I have a Nokia E71, and use it in the States whenever I go -- it's pretty easy to avoid data charges if you just use the thing as a telephone and never check email, browse the web, etc.

But I think with the iPhone if you have a data plan in Canada it will still connect to your email server to update your email while you're traveling unless you turn off those settings that Rogers told you to turn off -- I thought there was some way to make the iPhone connect to WiFi only when you're traveling but I'm not sure if that's true. Back when I had a data plan, whenever I was in a WiFi zone and wanted to check email on my Nokia, the phone asked me if I wanted to connect using WiFi or 3G...a nice touch.


----------



## Sampson (Apr 3, 2009)

Keep it turned off. I also often turn to Airplane mode, and then turn WiFi back on, lots of free sources these days.

With Android, turning data or any other feature off is as easy as one touch.


----------



## m3s (Apr 3, 2010)

I travel a lot with my 3Gs and I was with Rogers as well

I used to pay them $10/month or something to do data roaming in the US but they've been jacking their data rates something obscene lately. I just looked it up and it's quite pitiful, $30 for 10MB bahaha. That would certainly avoid roaming fees if you just want to use facebook etc on a short trip though

You can certainly carry it for emergencies with just data roaming turned off (and cellulaire data off so you don't answer/make a call by mistake). I leave data roaming off all the time because even in Canada you can roam if you're next to the border (lots of people get billed for this). I leave the other settings on (Location services and 3G) and I've never been charged, I just don't answer/make calls when I'm roaming. GPS sensor has nothing to do with roaming, and 3G won't work on another network anyways if you have data roaming off already....

I sometimes use text messages when I travel and just pay the $.75. Sometimes it's quite worth it for the convenience, to send an important message. I've never been charged for incoming but I could be wrong

The best way to "roam" is to use a local SIM card. Unfortunately being Cdn your 3Gs is locked to Rogers.

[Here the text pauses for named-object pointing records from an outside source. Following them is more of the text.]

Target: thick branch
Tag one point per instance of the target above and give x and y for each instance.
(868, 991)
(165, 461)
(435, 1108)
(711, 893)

Google started the movement to sell unlocked phones online and iPhone 4 followed suit. It is easy to jailbreak iPhone 3Gs if you wanted to, but if you just want it for emergency I would turn off all those settings and carry it as an iPod etc. I can usually buy a prepaid SIM card in other countries for under $20 that lasts for my trip and is by far the cheapest method. Any cell phone can make an emergency call even without a SIM card though FYI.


----------



## KaeJS (Sep 28, 2010)

Sampson said:


> Keep it turned off. * I also often turn to Airplane mode, and then turn WiFi back on, lots of free sources these days.*With Android, turning data or any other feature off is as easy as one touch.


Do this.

Airplane mode will let you have the 3GS on, but you will not be able to receive, or send, calls/data while Airplane Mode is active.

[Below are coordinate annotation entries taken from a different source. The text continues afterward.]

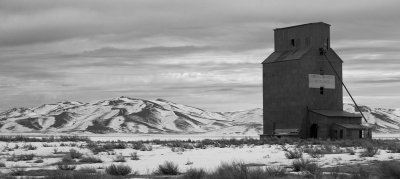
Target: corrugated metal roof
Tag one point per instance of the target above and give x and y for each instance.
(332, 113)
(286, 55)
(313, 23)
(352, 126)
(286, 131)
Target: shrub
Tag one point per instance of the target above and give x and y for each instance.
(146, 147)
(134, 156)
(119, 158)
(390, 169)
(46, 145)
(67, 159)
(300, 164)
(63, 166)
(75, 154)
(137, 145)
(295, 153)
(361, 173)
(87, 169)
(91, 159)
(95, 148)
(23, 157)
(370, 151)
(194, 173)
(29, 147)
(234, 170)
(17, 171)
(38, 161)
(55, 151)
(119, 170)
(167, 168)
(315, 153)
(177, 149)
(275, 171)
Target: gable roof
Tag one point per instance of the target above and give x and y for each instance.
(312, 23)
(295, 54)
(287, 55)
(352, 126)
(331, 113)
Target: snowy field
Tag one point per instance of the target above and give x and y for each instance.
(144, 137)
(207, 157)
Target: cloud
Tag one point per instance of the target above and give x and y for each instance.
(195, 52)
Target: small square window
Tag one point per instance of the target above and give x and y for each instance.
(308, 41)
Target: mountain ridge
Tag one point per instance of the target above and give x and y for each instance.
(160, 116)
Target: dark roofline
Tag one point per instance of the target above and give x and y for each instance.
(302, 25)
(330, 113)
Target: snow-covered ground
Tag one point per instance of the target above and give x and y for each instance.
(208, 158)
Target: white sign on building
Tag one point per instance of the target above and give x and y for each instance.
(317, 81)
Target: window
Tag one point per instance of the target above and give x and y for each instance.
(308, 41)
(341, 134)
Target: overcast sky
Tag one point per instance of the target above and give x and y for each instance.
(203, 53)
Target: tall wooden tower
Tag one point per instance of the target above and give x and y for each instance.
(302, 89)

To turn on Airplane mode, simply:

Settings->Airplane Mode

It is the very first option when you open the settings "application".

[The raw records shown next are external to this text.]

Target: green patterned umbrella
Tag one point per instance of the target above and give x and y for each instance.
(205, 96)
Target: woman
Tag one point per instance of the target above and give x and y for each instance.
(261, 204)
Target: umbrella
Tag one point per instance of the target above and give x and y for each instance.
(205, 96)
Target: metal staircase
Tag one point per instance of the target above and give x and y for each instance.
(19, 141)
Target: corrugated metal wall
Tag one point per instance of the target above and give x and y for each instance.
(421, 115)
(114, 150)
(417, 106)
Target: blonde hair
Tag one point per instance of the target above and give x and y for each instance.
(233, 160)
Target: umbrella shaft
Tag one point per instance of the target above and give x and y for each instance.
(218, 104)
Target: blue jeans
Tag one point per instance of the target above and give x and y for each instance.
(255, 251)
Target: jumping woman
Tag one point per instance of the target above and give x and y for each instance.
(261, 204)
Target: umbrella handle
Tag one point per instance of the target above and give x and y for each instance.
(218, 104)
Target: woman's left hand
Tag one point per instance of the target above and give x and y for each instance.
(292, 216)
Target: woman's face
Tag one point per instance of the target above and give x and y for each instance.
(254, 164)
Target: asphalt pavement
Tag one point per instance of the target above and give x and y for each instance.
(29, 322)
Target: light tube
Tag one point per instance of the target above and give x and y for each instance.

Quick. Easy. Painless. And in the event of an emergency, its only two taps and you're back to having data


----------



## ddkay (Nov 20, 2010)

If you only need to use the phone for a true emergency (911) just use the phone without a sim card. The FCC requires all emergency service calls be forwarded whether or not a device is registered to a carrier. They can get your gps coordinates too if you have that turned on.


----------